Nulla è insignificante alla potenza industriale! La debolezza dell’agnello viene calcolata ormai senza più fatica nei suoi pretesti da un cervello che distrugge ciò che deve distruggere.

Il suo “piangere” un mondo che vedeva e sentiva scomparire, lo portava a cercare altrove quello che aveva trovato nelle borgate romane degli anni Cinquanta, cercando la genuinità del popolo nel Terzo Mondo.

L’Italia è un corpo stupendo, ma dovunque lo tocchi o lo guardi, vedi, attorcigliate, le spire viscide e nere di un serpente, l’altra Italia. Come si può far l’amore con un corpo tutto avvolto da un serpente? Così comincia la castità.

Pasolini, regista di memorabili film, arrivato alla settima arte tramite la sua “fulgorazione pittorica”, allievo del critico d’arte Roberto Longhi, i suoi primi film sono di grande denuncia sociale, in alcuni si sente ancora il neorealismo, la sua costante adesione e difesa della “resistenza”, ma con lo stile magmatico, dove gli influssi pittorici (Masaccio, Mantegna, Piero della Francesca) sono decisivi e dove l’elemento religioso epico si unisce grazie anche alla scelta di musiche sacre (Bach) che fanno da cornice alle lotte per la strade in alcune scene (Accattone).

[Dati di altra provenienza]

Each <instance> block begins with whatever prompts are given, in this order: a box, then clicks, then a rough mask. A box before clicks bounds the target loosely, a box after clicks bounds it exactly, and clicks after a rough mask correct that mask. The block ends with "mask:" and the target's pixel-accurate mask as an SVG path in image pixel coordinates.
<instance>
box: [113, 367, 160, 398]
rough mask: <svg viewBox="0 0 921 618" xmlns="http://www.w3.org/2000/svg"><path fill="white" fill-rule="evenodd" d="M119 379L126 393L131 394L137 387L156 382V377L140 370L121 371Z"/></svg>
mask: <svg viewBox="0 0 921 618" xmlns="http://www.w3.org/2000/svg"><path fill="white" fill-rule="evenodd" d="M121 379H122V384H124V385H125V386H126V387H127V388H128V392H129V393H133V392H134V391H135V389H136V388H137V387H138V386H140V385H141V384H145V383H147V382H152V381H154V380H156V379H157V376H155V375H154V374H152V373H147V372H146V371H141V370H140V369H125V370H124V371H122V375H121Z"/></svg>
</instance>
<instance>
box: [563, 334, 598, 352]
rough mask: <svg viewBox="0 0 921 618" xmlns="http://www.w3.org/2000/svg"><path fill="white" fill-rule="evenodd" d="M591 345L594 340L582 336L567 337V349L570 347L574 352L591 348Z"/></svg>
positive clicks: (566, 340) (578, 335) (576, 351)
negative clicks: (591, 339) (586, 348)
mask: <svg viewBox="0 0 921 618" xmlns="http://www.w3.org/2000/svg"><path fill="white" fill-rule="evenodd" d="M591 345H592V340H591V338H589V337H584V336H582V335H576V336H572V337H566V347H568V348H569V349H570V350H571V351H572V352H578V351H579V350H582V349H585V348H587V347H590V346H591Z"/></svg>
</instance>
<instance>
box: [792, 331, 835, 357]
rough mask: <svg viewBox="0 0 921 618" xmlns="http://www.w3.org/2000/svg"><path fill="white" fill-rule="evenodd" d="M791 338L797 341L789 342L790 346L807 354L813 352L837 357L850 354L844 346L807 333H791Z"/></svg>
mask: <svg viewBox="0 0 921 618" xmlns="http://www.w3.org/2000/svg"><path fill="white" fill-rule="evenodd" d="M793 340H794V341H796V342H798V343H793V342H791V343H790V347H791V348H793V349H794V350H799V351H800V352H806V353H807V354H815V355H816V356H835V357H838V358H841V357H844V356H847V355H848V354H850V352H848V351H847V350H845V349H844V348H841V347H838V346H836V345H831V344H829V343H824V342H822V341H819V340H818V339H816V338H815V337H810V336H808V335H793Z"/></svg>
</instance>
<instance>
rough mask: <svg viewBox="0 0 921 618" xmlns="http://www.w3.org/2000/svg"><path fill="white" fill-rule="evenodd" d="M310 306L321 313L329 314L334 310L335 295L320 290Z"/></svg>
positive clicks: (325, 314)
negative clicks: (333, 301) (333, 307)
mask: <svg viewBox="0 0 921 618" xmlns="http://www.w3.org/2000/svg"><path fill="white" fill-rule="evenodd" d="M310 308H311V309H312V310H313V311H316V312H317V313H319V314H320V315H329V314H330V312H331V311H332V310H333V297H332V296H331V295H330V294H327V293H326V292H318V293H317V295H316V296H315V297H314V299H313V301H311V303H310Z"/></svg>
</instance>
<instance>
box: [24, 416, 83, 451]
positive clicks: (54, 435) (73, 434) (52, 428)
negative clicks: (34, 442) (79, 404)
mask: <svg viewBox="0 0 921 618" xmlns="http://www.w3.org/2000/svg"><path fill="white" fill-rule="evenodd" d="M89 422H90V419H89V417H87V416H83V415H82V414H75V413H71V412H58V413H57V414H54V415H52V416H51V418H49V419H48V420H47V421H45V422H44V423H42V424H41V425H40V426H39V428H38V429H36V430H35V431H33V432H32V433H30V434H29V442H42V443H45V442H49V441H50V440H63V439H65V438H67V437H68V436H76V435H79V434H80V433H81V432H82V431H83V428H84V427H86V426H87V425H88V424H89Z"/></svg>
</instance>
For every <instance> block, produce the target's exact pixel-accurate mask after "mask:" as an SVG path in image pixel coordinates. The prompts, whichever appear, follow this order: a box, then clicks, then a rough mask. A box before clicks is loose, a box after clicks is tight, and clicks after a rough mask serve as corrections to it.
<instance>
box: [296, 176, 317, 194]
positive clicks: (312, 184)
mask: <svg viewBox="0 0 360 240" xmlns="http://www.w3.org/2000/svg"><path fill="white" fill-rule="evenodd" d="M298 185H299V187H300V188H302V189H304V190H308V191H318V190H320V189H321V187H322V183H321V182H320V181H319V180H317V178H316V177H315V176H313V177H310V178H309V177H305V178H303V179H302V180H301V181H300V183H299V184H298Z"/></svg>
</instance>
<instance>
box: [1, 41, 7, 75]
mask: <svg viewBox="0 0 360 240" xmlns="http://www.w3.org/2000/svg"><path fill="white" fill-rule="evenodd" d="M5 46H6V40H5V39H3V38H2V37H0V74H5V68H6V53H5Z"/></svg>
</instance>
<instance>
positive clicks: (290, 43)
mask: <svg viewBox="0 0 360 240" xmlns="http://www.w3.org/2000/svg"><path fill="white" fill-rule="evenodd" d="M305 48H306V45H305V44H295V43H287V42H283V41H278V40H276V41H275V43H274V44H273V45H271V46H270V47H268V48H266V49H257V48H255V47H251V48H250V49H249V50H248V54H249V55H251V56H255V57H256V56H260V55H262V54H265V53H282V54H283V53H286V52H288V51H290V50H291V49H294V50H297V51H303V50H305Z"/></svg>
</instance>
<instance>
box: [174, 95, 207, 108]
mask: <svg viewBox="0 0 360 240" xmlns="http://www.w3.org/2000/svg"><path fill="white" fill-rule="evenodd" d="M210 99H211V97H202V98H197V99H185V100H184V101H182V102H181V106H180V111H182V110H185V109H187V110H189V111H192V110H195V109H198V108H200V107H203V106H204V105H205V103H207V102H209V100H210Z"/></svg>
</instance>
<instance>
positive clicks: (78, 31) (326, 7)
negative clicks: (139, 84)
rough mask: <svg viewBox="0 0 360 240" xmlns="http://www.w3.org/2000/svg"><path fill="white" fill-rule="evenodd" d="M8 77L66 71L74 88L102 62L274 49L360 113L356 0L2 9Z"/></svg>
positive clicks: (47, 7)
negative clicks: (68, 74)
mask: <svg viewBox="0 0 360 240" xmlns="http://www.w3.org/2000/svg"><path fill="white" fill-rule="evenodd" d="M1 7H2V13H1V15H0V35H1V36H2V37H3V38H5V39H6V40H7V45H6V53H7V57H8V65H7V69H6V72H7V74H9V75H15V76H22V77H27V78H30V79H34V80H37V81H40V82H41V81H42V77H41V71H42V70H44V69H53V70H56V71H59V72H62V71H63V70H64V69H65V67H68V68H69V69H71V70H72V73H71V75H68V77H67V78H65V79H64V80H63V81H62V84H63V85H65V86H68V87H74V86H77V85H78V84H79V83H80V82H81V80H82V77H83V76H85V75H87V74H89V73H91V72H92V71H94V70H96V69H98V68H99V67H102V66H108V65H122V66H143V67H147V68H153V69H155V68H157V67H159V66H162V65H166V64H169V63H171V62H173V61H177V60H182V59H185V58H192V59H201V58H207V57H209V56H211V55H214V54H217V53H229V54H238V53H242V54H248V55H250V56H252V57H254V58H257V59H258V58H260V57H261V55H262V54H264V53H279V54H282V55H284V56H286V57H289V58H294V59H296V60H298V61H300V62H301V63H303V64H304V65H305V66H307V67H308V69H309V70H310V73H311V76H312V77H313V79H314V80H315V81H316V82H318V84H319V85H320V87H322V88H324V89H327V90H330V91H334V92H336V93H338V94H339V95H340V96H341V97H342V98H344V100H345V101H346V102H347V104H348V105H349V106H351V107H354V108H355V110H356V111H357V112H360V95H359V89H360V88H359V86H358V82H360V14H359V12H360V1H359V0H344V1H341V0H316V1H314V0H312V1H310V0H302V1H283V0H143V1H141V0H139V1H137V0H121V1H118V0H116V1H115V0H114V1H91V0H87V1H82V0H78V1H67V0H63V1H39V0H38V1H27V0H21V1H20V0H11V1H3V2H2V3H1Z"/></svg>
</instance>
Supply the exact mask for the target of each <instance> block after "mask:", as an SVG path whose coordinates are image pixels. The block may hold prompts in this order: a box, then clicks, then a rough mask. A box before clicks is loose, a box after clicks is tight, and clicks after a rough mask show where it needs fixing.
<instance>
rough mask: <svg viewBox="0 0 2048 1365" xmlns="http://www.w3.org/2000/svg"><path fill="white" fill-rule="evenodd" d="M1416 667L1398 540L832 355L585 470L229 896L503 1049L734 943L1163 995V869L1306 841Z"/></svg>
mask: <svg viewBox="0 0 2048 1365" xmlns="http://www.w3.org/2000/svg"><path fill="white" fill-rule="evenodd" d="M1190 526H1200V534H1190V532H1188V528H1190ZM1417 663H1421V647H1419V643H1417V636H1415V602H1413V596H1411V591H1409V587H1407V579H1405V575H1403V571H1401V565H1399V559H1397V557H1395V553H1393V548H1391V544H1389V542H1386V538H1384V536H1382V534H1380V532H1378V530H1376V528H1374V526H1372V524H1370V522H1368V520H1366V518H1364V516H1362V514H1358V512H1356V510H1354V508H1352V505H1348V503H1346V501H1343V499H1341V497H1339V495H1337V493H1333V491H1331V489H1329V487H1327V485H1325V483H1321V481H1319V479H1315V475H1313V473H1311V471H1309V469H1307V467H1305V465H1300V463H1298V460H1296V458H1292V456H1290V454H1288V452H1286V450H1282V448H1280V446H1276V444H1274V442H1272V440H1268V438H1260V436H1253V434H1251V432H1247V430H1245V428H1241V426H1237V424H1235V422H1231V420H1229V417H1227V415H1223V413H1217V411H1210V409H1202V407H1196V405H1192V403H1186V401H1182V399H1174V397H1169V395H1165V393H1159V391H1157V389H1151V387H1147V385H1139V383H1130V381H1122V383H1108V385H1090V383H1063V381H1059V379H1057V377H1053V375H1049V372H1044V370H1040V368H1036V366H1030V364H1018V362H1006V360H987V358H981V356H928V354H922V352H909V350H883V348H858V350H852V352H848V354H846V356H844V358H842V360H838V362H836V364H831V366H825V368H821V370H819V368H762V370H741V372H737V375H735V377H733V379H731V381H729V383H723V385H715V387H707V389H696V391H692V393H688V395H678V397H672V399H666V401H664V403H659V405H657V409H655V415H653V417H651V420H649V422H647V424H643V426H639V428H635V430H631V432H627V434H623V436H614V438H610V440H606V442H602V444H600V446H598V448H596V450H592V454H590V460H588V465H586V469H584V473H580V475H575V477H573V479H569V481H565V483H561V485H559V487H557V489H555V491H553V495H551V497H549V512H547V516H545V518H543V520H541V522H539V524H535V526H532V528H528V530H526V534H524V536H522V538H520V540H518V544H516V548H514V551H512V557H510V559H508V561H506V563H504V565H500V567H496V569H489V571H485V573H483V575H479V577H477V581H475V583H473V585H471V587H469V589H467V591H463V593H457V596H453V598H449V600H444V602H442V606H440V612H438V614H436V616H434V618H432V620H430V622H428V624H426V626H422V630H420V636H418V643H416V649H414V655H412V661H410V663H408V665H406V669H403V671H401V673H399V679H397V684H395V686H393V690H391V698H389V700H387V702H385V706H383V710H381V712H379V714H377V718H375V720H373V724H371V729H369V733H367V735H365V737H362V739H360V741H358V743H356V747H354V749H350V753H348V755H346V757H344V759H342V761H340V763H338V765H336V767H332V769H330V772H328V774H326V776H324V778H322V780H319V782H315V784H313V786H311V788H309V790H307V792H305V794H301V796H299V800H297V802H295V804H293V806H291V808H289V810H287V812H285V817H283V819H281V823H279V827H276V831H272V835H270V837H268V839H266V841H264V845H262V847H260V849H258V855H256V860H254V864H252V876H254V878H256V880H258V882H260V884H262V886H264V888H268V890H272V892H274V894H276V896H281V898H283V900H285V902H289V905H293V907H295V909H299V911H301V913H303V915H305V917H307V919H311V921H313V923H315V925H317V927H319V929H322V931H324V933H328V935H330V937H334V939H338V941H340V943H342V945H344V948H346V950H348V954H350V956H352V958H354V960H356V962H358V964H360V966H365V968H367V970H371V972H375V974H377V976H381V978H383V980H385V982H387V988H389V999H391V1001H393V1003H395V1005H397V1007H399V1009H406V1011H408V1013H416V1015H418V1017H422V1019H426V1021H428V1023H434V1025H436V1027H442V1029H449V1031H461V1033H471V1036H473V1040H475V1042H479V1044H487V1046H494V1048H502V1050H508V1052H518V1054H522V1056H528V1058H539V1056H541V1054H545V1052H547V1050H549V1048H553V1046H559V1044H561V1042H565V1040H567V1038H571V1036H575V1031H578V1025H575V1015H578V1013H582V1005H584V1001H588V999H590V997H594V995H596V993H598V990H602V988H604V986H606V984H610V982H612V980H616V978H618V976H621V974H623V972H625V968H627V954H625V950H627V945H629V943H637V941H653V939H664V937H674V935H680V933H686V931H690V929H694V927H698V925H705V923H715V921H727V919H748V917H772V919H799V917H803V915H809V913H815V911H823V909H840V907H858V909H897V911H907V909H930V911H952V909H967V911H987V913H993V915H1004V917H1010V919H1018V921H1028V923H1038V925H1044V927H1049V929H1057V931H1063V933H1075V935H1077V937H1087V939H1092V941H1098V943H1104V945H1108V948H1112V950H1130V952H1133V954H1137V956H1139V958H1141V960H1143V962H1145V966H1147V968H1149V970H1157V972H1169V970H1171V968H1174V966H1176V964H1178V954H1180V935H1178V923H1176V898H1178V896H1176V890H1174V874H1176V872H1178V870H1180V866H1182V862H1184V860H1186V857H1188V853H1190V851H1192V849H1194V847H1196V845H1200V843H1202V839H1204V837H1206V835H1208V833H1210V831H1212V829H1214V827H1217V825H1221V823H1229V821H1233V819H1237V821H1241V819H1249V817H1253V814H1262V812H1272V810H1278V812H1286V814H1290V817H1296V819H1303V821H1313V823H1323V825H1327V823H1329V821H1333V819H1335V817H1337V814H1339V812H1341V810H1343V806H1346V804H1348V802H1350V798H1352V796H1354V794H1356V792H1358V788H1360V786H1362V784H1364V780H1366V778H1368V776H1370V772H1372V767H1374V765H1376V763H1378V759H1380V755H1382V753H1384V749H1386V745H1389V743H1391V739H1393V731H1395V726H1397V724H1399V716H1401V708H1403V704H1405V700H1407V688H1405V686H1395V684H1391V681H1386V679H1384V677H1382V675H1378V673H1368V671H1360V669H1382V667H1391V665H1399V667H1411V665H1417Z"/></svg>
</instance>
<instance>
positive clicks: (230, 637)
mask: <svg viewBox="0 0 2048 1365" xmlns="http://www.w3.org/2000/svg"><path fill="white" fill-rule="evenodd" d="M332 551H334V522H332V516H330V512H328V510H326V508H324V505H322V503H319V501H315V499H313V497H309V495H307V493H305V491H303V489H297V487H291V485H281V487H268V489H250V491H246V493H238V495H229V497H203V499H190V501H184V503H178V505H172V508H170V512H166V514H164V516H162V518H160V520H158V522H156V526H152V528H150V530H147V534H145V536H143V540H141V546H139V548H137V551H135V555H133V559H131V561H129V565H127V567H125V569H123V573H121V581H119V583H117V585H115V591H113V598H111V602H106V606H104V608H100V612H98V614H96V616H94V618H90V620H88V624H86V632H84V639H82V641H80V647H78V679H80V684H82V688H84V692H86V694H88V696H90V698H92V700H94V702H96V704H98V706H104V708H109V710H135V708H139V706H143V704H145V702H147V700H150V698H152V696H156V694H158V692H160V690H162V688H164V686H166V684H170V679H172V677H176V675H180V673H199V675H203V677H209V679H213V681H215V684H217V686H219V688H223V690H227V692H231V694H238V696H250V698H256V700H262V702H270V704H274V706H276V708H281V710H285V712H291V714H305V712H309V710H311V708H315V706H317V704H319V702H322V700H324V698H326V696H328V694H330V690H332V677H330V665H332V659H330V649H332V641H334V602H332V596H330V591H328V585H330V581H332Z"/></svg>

Al centro della sua arte ci sono gli ultimi. Per la sua competenza dell’umiltà, come avrebbe dichiarato il critico letterario Gianfranco Contini, c’è il volto sfigurato di Cristo (patiens). Pensiamo ad Accattone, film d’esordio dove ci sono tutti i tratti della sua evoluzione artistica posteriore; i primi piani frontali, la scelta degli attori non professionisti, le colonne sonore fra il sacro e il profano, la salvezza di un’anima, come dirà il regista. Poi Mamma Roma, la Ricotta, episodio all’interno di un film girato con altri registi, Il Vangelo secondo MatteoUccellacci e Uccellini. L’incontro con il Vangelo inizia da lontano, dalle prime poesie a Casarsa, dove in un verso (La domenica Uliva) dice: «Cristo mi chiama ma senza luce». Del resto nella sua splendida e commovente lettera che scriverà a Don Giovanni Rossi, della Pro Civitate Christiana di Assisi, nel 1964, dice che si sente «da sempre caduto da cavallo» ma che un piede è rimasto nella staffa.

Io difendo il sacro perché è la parte dell’uomo che offre meno resistenza alla profanazione del potere, ed è la più minacciata  dalle istituzioni delle Chiese.

Pier Paolo Pasolini aveva già previsto con largo anticipo l’involuzione della società italiana, «l’orrendo universo» dove la tragedia è «che non ci sono più esseri umani, ci sono strane macchine che sbattono l’una contro l’altra».

L’ultima intervista, a poche ore dalla sua tragica scomparsa, venne profeticamente intitolata Siamo tutti in pericolo e queste parole alla luce del tempo che stiamo vivendo sono molto attuali. Sul “Corriere della Sera”, il  14 novembre del 1974, venne pubblicato un articolo di Pasolini, che aveva iniziato una collaborazione giornalistica chiamato dal direttore Piero Ottone, che reca il seguente titolo: Che cos’è questo golpe?

L’articolo iniziava con: «Io so. Io so i nomi dei responsabili di quello che viene chiamato golpe…». Un manifesto di giornalismo e coraggio della verità, una denuncia civile e autorevole simile al J’accuse dello scrittore francese Émile Zola nell’“affare Dreyfus”. Ad ogni anniversario puntualmente esce una bibliografia immensa su Pasolini. A mio avviso, da semplice appassionato, vorrei consigliare di leggere direttamente i suoi scritti, le sue poesie, vedere i suoi film senza tutti quei libri che ogni anno continuano ad uscire poiché il rischio è quello di sentirne parlare ma di non andare alla fonte, oltre al consumo che va nella direzione da lui combattuta.